QMLGJul 10, 2022

Automatic differentiation and the optimization of differential equation models in biology

arXiv:2207.04487v26 citationsh-index: 58
AI Analysis

This work addresses the challenge of efficiently optimizing complex biological models for researchers in computational biology and related fields, representing an incremental advancement by extending automatic differentiation techniques to differential equations.

The paper tackles the problem of optimizing differential equation models in biology by applying automatic differentiation through numerical algorithms like Runge-Kutta to compute derivatives of performance measures over trajectories, enabling improved parameter estimation and model fitting. It highlights how this computational breakthrough can advance theoretical and statistical studies by unifying optimization across learning, evolutionary, and information landscapes.
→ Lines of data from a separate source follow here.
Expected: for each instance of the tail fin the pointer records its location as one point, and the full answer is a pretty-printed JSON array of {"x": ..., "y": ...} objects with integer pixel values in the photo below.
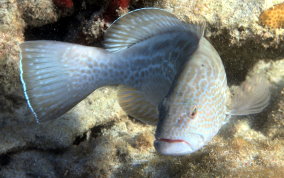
[
  {"x": 55, "y": 76},
  {"x": 251, "y": 97}
]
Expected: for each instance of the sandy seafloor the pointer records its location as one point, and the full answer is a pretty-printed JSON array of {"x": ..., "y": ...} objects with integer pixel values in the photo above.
[{"x": 97, "y": 138}]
A computational revolution unleashed the power of artificial neural networks. At the heart of that revolution is automatic differentiation, which calculates the derivative of a performance measure relative to a large number of parameters. Differentiation enhances the discovery of improved performance in large models, an achievement that was previously difficult or impossible. Recently, a second computational advance optimizes the temporal trajectories traced by differential equations. Optimization requires differentiating a measure of performance over a trajectory, such as the closeness of tracking the environment, with respect to the parameters of the differential equations. Because model trajectories are usually calculated numerically by multistep algorithms, such as Runge-Kutta, the automatic differentiation must be passed through the numerical algorithm. This article explains how such automatic differentiation of trajectories is achieved. It also discusses why such computational breakthroughs are likely to advance theoretical and statistical studies of biological problems, in which one can consider variables as dynamic paths over time and space. Many common problems arise between improving success in computational learning models over performance landscapes, improving evolutionary fitness over adaptive landscapes, and improving statistical fits to data over information landscapes.